On the patio at Pforzheimer House, facing the lively Radcliffe Quad, the odd sight of a lamb roasting on a spit grabbed passersby’s attention. For the fourth consecutive year, the PfoHo dining services staff helped students and staff celebrate GreekFest by creating a delicious feast on May 1. In addition to the lamb, they cooked spanakopita, authentic Greek salad, a mezze bar of appetizers, baklava, and rice pudding. The celebration falls the week before Greek Orthodox Easter, celebrated this year on May 5.
Students filled plates and sat at tables covered in blue and white tablecloths to pay homage to the Greek flag.

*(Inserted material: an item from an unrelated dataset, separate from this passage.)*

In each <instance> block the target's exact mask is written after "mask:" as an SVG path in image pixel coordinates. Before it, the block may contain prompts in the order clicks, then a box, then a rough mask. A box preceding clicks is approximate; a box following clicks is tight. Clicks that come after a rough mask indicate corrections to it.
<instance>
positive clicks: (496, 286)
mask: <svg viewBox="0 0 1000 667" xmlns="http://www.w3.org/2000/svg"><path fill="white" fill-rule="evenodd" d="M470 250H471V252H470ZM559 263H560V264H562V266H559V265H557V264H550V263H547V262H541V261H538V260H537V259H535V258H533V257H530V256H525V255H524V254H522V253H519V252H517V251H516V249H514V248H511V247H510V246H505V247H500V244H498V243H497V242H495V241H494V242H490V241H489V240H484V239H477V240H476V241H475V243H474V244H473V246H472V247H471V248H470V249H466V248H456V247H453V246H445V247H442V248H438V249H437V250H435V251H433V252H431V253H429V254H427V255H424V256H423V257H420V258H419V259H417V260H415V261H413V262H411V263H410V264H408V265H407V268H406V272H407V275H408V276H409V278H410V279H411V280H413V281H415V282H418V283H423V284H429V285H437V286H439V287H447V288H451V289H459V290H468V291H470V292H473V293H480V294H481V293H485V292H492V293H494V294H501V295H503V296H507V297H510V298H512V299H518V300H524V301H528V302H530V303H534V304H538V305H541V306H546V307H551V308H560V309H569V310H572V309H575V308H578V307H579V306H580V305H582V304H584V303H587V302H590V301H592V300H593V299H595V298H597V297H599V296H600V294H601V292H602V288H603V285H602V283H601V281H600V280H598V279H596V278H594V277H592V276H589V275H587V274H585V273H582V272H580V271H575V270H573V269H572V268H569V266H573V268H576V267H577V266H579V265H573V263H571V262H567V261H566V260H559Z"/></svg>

Outside, the warm weather and the greening of the Quad signaled spring’s return.
Pforzheimer House Master Nicholas Christakis explained in an email to students what lamb in the spring signifies to Greek culture: “The idea behind a lamb roast is to celebrate the annual greening of the countryside with a ritual sacrifice of a new lamb. For millennia, the Greek diet was (and still is) organized around religious festivals, many of which involve fasting and the complete absence of dairy and meat for weeks at a time. In fact, some have hypothesized that the unusually high life expectancy of the Greek people comes in part from these periodic fasts from animal products. So, the traditional lamb roast signifies the coming of spring and an expression of gratitude for nature’s abundance.”